In other word’s a proven case of misconduct was assumed. The Employment Tribunal found in favour of the Respondent as follows:
The ET found that the reason for the dismissal was gross misconduct. The Claimant had admitted the gross misconduct, as he had admitted the sexual assaults. He had also admitted a “serious error of judgment in discontinuing his medication without medical advice”. As the Claimant had “openly admitted his misconduct”, very little investigation had been called for; clearly the Respondent had reasonable grounds for its belief. Dismissal was within the range of reasonable responses available to the Respondent: “Quite clearly, any Respondent, given the nature of the misconduct, would have invoked a sanction of dismissal.” The ET thus found that the dismissal was “quite clearly fair”.

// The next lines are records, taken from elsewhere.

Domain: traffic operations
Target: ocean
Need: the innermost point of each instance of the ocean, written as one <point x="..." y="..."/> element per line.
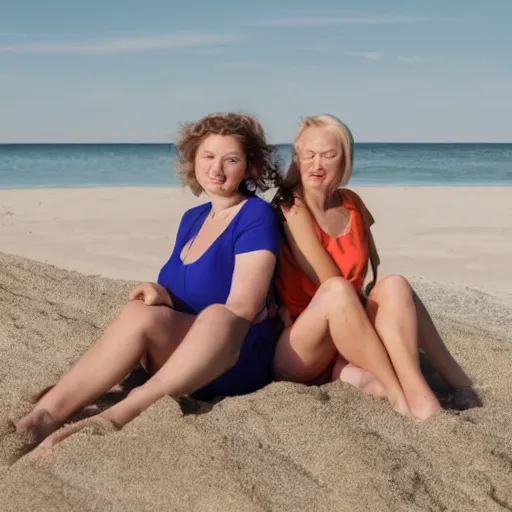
<point x="377" y="164"/>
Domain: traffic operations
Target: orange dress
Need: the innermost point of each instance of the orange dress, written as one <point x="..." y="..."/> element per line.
<point x="349" y="251"/>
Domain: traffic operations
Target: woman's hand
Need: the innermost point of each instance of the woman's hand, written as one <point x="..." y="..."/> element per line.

In doing so the EAT found the ET had erred
On the unusual facts of this case, the ET needed to do more than simply consider whether there were reasonable grounds for concluding that the Claimant had performed the act in question; it also had to ask whether there were reasonable grounds for concluding that he had done so wilfully or in a grossly negligent way.
This the ET failed to do and on that basis the EAT determined that the previous determination that the Respondent had fairly dismissed the claimant was unsafe.

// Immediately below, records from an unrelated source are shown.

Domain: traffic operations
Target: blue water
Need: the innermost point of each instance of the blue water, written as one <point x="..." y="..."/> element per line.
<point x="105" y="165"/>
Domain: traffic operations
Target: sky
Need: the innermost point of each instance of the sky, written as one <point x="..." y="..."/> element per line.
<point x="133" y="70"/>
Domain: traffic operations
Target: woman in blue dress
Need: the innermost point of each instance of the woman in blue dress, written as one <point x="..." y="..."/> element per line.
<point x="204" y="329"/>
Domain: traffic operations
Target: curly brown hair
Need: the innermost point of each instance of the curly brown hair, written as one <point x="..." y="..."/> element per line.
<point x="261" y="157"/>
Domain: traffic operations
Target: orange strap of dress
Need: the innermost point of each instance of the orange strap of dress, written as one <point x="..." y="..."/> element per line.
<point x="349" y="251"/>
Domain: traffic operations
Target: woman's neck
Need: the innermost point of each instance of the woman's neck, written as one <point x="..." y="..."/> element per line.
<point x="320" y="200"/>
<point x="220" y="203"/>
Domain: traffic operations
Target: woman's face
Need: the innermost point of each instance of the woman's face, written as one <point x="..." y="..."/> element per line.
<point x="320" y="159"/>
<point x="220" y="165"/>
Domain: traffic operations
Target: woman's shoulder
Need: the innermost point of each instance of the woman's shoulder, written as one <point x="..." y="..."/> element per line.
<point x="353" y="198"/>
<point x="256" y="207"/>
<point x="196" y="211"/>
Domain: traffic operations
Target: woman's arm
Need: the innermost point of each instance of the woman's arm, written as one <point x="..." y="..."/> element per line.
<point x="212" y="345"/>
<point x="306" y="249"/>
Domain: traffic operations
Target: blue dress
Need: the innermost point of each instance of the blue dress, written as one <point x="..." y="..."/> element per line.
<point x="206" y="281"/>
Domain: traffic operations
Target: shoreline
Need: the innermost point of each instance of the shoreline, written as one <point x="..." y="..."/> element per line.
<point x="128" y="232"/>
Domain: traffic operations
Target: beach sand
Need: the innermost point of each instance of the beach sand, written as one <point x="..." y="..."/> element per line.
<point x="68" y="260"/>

What Burdett re-emphasises is that Gross misconduct must be conduct that is deliberate (or grossly negligent) and an employer must have a reasonable basis for belief (the second Burchell test requirement). Where there is an ostensible case that misconduct has taken place I think the lesson here is that reps should seek to ensure questions about culpability are raised during the investigation and disciplinary process so there can be no excuse for the employer failing to consider this. And, if they don’t, this may then be a ground of appeal.
Although I don’t think the relevance to of Burdett to the issue of culpability is limited to that of disability related alleged misconduct this is where the issue is, I think, most relevant. In my experience disability issues in disciplinary matters where they touch on culpability are frequently considered under a mitigation heading – this merely repeats the precise error the EAT criticised the ET and employer for in Burdett. That is not to say, per Sinclair v Wandsworth London Borough Council, that disability is a free pass on culpability grounds but Burdett does make clear that, at a minimum, there must be a reasonable examination of the issue .
 At paragraph 46 of Sinclair the EAT (referring to another EAT judgement) that “In short (see paragraphs 39 to 40 of the EAT judgment) the EAT found that the fact that the matters were said to have arisen as a result of the mental illness of the Claimant in that case was no excuse. With respect, we agree with that conclusion. It cannot be said that totally unacceptable conduct in an employment context (or in a criminal context) can be excused by reference to a background or underlying illness. The fact is that the employer has been faced with unacceptable conduct in the workplace.”